Mówi: | Anna Serafin |
Firma: | Totalmoney.pl |
W obliczu szybko rosnących cen Polacy szukają bezpiecznych sposobów na ochronę kapitału. Do łask wracają lokaty bankowe i obligacje detaliczne
We wrześniu średnie ceny towarów i usług były o ponad 17 proc. wyższe niż rok wcześniej. Tempo, w jakim narasta drożyzna, jest tym samym najszybsze od przeszło 25 lat. Konsumenci starają się zatem inwestować zgromadzone oszczędności, żeby chociaż częściowo ocalić ich siłę nabywczą. Najpopularniejsze sposoby to lokaty bankowe i zakup obligacji detalicznych, których oferta się w tym roku powiększyła. Ministerstwo Finansów po raz kolejny podwyższyło też oprocentowanie papierów skarbowych.

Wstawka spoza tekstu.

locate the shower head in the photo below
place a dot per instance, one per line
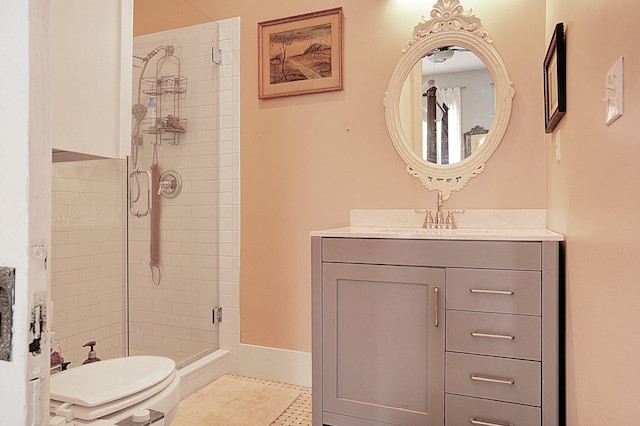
(168, 50)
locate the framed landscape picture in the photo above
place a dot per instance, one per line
(300, 54)
(555, 84)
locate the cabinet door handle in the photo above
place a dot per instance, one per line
(492, 335)
(436, 291)
(485, 291)
(476, 421)
(488, 379)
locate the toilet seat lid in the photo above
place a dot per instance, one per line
(102, 382)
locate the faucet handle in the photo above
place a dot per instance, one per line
(428, 220)
(450, 221)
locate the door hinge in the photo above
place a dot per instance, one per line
(216, 315)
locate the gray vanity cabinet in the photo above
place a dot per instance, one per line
(435, 332)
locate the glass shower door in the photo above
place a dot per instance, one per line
(171, 305)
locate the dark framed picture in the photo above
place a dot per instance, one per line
(300, 54)
(555, 80)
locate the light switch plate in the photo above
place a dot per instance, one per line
(7, 285)
(613, 91)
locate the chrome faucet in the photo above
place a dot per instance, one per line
(440, 222)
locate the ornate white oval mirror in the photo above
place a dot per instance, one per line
(449, 99)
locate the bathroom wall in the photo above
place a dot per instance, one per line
(199, 228)
(87, 257)
(302, 169)
(593, 200)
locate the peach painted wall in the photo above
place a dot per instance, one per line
(301, 170)
(593, 200)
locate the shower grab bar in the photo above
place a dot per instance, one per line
(131, 207)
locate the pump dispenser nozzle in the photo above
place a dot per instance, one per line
(92, 353)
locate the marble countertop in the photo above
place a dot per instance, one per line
(485, 234)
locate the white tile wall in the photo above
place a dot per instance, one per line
(199, 232)
(87, 257)
(199, 229)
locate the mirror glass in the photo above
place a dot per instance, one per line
(447, 102)
(449, 99)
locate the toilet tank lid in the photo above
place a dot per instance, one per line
(102, 382)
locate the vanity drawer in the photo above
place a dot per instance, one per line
(503, 379)
(462, 410)
(515, 336)
(487, 290)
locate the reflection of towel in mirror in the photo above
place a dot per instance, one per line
(154, 241)
(440, 103)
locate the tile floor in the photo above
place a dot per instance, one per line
(299, 412)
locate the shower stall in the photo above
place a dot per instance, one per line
(146, 251)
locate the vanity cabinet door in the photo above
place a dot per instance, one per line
(383, 345)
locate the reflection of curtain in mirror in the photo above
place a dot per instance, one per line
(431, 145)
(453, 100)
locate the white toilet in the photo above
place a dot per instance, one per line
(132, 390)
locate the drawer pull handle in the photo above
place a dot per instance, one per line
(484, 291)
(479, 378)
(493, 336)
(436, 290)
(476, 421)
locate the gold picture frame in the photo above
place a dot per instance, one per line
(300, 54)
(555, 80)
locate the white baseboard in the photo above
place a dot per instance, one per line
(280, 365)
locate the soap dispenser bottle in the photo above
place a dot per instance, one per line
(151, 110)
(92, 354)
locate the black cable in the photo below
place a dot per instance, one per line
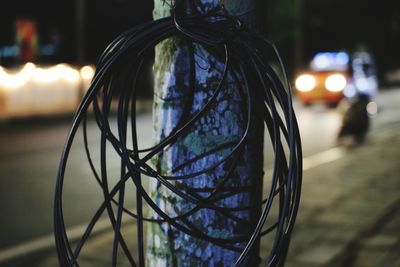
(263, 94)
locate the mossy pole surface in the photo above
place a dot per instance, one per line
(178, 96)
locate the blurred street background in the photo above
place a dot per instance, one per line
(350, 209)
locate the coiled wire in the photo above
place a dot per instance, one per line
(120, 65)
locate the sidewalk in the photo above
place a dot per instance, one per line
(349, 215)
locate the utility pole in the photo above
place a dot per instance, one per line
(167, 246)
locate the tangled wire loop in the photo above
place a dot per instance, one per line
(242, 53)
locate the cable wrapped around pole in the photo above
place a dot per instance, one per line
(195, 170)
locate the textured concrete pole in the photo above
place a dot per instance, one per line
(224, 123)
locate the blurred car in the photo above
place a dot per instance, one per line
(325, 80)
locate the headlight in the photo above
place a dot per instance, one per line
(335, 83)
(305, 83)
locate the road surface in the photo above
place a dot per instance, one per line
(30, 153)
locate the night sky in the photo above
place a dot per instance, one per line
(328, 25)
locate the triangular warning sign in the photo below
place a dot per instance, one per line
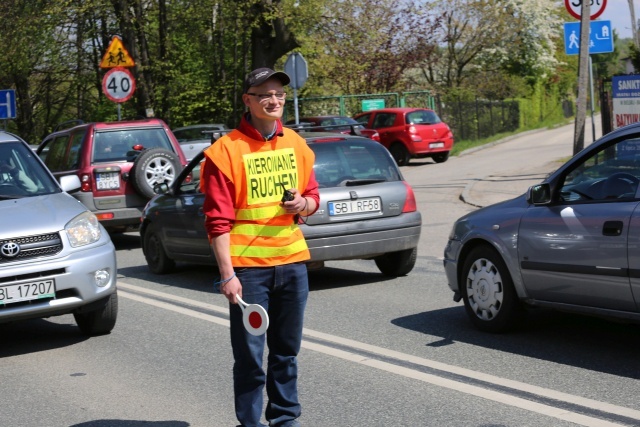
(116, 55)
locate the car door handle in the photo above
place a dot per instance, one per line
(612, 228)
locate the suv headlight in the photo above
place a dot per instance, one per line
(83, 230)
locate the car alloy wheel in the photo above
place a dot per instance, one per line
(152, 167)
(489, 296)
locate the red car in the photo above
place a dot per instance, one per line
(341, 124)
(118, 163)
(410, 133)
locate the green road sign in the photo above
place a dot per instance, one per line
(372, 104)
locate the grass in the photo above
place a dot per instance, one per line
(462, 145)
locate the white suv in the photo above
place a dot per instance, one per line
(55, 257)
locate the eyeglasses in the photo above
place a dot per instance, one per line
(267, 96)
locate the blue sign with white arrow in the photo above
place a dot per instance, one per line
(600, 37)
(7, 104)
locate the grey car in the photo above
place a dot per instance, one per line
(195, 138)
(367, 211)
(571, 243)
(55, 257)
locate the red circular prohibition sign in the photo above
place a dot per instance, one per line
(574, 7)
(118, 84)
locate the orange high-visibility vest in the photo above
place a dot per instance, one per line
(263, 234)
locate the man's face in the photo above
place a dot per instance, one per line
(263, 101)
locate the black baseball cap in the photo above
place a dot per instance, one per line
(261, 75)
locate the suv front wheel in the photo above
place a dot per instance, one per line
(152, 167)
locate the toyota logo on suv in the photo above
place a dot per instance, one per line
(10, 249)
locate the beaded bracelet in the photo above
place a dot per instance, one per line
(225, 281)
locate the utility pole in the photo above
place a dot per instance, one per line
(583, 77)
(634, 24)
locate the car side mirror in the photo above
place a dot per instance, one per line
(70, 183)
(539, 194)
(162, 188)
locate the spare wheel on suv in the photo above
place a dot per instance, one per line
(152, 167)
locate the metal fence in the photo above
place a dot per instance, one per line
(469, 119)
(478, 119)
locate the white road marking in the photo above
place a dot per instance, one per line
(477, 391)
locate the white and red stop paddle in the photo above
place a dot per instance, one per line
(254, 317)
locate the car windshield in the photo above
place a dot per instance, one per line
(126, 144)
(422, 117)
(21, 175)
(352, 161)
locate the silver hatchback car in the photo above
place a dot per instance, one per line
(55, 257)
(572, 243)
(367, 211)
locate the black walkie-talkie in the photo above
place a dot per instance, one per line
(287, 196)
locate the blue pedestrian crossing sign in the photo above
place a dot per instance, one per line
(600, 37)
(7, 104)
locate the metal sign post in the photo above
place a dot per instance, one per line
(7, 105)
(296, 68)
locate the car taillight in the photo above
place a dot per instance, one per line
(85, 180)
(413, 133)
(410, 201)
(105, 215)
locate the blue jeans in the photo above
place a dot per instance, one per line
(282, 291)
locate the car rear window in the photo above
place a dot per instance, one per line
(423, 117)
(119, 145)
(336, 162)
(195, 134)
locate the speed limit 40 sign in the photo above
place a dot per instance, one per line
(118, 84)
(596, 7)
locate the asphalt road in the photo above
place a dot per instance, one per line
(376, 351)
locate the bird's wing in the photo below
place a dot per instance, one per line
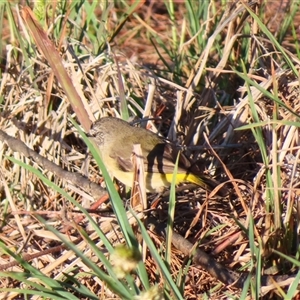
(161, 159)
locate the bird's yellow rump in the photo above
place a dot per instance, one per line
(115, 139)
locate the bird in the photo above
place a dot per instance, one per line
(115, 139)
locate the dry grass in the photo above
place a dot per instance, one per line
(201, 111)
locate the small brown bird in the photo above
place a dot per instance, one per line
(115, 139)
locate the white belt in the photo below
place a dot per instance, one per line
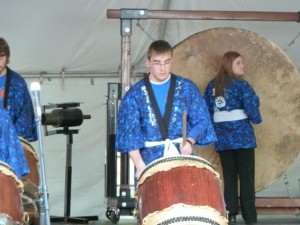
(223, 116)
(169, 150)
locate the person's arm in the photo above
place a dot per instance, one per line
(138, 162)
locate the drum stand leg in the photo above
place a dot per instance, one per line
(68, 182)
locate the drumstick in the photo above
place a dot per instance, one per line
(184, 127)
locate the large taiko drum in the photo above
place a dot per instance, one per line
(275, 79)
(31, 180)
(182, 190)
(11, 189)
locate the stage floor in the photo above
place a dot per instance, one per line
(262, 220)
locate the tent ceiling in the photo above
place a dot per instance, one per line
(77, 35)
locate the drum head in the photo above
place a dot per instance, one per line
(273, 76)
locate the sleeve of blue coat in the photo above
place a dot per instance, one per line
(128, 134)
(199, 121)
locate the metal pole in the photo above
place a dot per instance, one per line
(205, 15)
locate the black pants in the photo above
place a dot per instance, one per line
(239, 164)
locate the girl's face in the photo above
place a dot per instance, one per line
(3, 63)
(238, 67)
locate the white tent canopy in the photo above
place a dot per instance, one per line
(56, 41)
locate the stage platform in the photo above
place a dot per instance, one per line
(262, 220)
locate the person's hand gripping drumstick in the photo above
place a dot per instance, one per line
(186, 144)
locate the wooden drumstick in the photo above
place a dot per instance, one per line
(184, 127)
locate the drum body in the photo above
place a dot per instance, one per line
(180, 189)
(11, 189)
(32, 194)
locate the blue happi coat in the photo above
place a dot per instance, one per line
(11, 150)
(137, 123)
(238, 134)
(17, 102)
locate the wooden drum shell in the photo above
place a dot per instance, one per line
(10, 194)
(181, 188)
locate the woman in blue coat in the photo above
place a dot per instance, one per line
(234, 107)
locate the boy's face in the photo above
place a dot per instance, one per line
(160, 67)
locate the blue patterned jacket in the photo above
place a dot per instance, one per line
(18, 103)
(238, 134)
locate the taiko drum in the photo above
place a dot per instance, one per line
(10, 196)
(180, 189)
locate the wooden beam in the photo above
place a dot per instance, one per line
(208, 15)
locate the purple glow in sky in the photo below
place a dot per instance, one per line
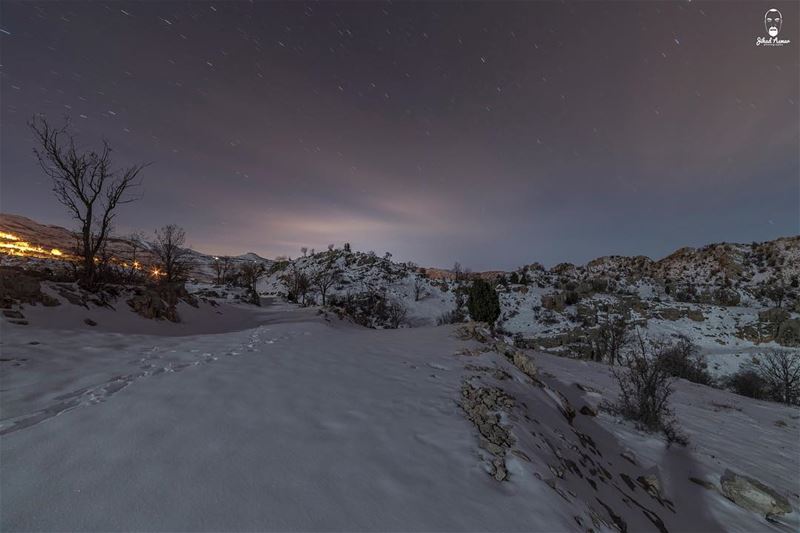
(491, 134)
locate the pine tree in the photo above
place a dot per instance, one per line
(482, 302)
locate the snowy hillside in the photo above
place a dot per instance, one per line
(287, 419)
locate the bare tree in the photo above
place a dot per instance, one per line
(250, 272)
(135, 243)
(457, 271)
(645, 387)
(223, 268)
(326, 277)
(396, 313)
(780, 370)
(174, 259)
(608, 340)
(418, 288)
(775, 291)
(298, 284)
(85, 183)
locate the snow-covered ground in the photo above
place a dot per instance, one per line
(289, 419)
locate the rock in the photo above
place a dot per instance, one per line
(19, 286)
(789, 332)
(160, 301)
(149, 304)
(629, 456)
(703, 483)
(651, 484)
(753, 495)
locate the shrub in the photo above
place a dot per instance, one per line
(609, 339)
(450, 317)
(645, 388)
(683, 360)
(482, 302)
(779, 370)
(747, 382)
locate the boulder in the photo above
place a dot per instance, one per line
(789, 332)
(19, 286)
(753, 495)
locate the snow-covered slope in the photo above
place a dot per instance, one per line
(303, 421)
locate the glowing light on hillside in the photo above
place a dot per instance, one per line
(11, 244)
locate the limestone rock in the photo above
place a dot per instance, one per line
(753, 495)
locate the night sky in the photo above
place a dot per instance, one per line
(491, 134)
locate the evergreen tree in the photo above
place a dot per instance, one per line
(482, 302)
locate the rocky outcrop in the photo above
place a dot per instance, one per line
(753, 495)
(20, 287)
(160, 302)
(481, 406)
(773, 325)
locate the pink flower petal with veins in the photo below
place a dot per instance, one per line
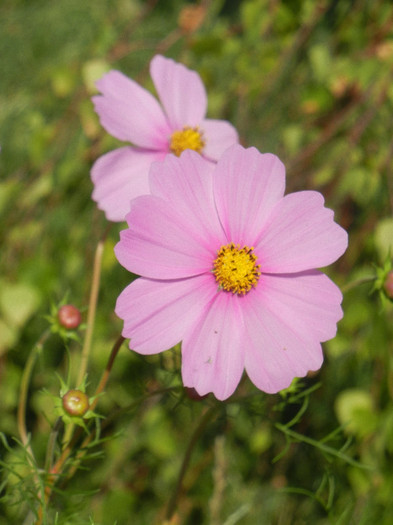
(274, 329)
(131, 113)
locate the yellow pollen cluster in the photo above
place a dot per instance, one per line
(235, 269)
(187, 138)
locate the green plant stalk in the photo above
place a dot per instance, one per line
(24, 387)
(95, 286)
(186, 460)
(358, 282)
(92, 310)
(55, 471)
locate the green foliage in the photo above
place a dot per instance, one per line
(309, 81)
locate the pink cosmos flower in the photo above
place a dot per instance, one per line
(228, 268)
(130, 113)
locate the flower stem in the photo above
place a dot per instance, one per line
(358, 282)
(24, 387)
(55, 471)
(186, 460)
(92, 309)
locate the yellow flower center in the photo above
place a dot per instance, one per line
(187, 138)
(236, 269)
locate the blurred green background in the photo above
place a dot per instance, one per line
(310, 81)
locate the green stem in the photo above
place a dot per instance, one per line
(92, 310)
(358, 282)
(186, 460)
(24, 387)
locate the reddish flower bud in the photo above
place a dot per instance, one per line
(388, 284)
(69, 316)
(75, 403)
(193, 394)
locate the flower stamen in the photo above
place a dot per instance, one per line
(236, 269)
(187, 138)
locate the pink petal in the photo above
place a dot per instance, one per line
(181, 92)
(158, 314)
(275, 353)
(129, 112)
(219, 135)
(247, 185)
(308, 302)
(119, 176)
(300, 235)
(159, 245)
(213, 353)
(187, 184)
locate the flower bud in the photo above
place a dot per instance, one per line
(75, 403)
(388, 285)
(193, 394)
(69, 316)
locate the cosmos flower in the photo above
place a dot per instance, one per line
(132, 114)
(228, 267)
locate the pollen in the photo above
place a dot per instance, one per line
(187, 138)
(236, 269)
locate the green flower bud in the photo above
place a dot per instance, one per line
(75, 403)
(69, 317)
(388, 285)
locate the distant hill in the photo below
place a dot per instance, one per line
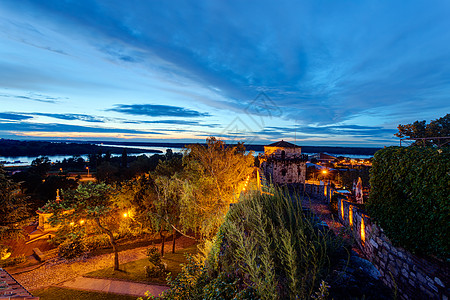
(307, 149)
(37, 148)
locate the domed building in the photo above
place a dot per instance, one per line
(284, 163)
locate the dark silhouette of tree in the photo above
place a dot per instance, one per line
(13, 208)
(420, 129)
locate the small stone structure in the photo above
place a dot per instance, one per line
(412, 276)
(284, 163)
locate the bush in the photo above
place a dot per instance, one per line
(71, 249)
(5, 252)
(157, 268)
(96, 242)
(409, 197)
(154, 256)
(12, 261)
(267, 248)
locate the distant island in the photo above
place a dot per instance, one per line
(14, 148)
(307, 149)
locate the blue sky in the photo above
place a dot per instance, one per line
(317, 72)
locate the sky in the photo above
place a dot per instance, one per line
(331, 73)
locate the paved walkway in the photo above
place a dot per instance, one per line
(113, 286)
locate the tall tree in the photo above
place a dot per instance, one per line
(420, 129)
(213, 174)
(91, 205)
(165, 210)
(13, 208)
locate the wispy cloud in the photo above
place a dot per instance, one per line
(53, 127)
(153, 110)
(72, 117)
(14, 116)
(34, 97)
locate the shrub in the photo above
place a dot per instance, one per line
(409, 197)
(5, 252)
(71, 249)
(12, 261)
(157, 268)
(154, 256)
(267, 248)
(96, 242)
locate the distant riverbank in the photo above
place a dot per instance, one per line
(21, 153)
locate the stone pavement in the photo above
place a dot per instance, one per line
(113, 286)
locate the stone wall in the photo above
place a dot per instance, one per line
(412, 276)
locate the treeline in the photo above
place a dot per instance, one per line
(36, 148)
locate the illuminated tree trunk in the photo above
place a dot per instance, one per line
(112, 241)
(163, 237)
(174, 237)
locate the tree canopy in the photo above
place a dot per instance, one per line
(90, 204)
(13, 207)
(213, 174)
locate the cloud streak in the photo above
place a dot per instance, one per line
(154, 110)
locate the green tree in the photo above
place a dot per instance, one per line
(166, 209)
(90, 205)
(420, 129)
(213, 174)
(13, 208)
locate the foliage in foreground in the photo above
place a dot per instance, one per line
(13, 208)
(267, 248)
(410, 197)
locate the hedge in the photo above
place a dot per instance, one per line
(409, 198)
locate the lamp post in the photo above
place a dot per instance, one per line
(324, 172)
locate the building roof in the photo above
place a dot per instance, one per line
(282, 144)
(326, 156)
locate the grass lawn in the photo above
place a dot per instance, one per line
(134, 270)
(56, 293)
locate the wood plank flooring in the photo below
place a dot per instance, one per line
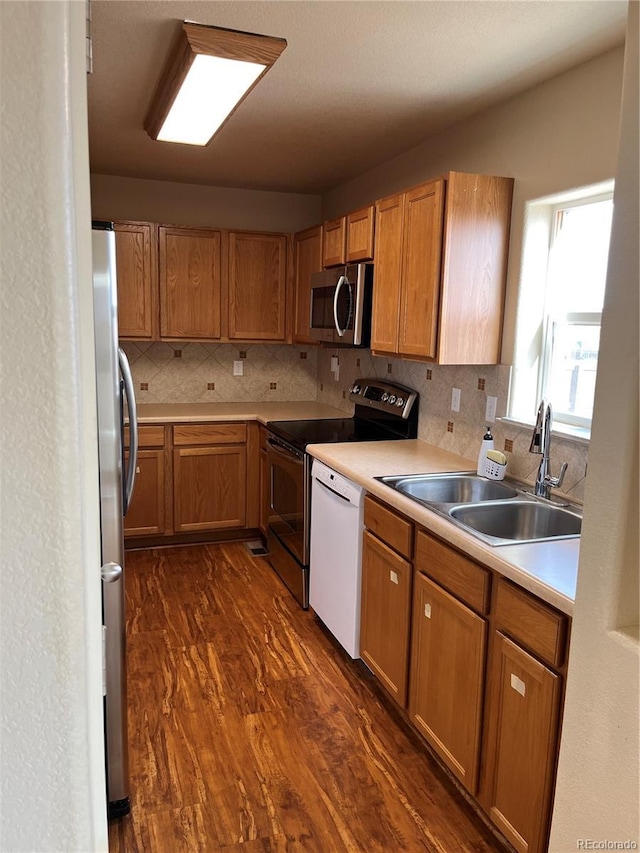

– Wiosną wzrosło zainteresowanie lokatami bankowymi, ale rekordowy pod tym względem był czerwiec. Tylko w ciągu jednego miesiąca Polacy wpłacili na lokaty bankowe aż 24 mld zł. Warto tutaj zaznaczyć, że był to najwyższy wynik od momentu, od kiedy Narodowy Bank Polski zbiera dane na ten temat, czyli od 1997 roku – mówi agencji informacyjnej Newseria Biznes Anna Serafin z Totalmoney.pl. – Aktualnie na lokacie zyski są zauważalne i dużo wyższe niż jeszcze kilka miesięcy temu, dlatego warto z tej możliwości skorzystać ze względu na to, że ryzyko utraty środków na lokacie jest naprawdę znikome i jej założenie jest banalnie proste.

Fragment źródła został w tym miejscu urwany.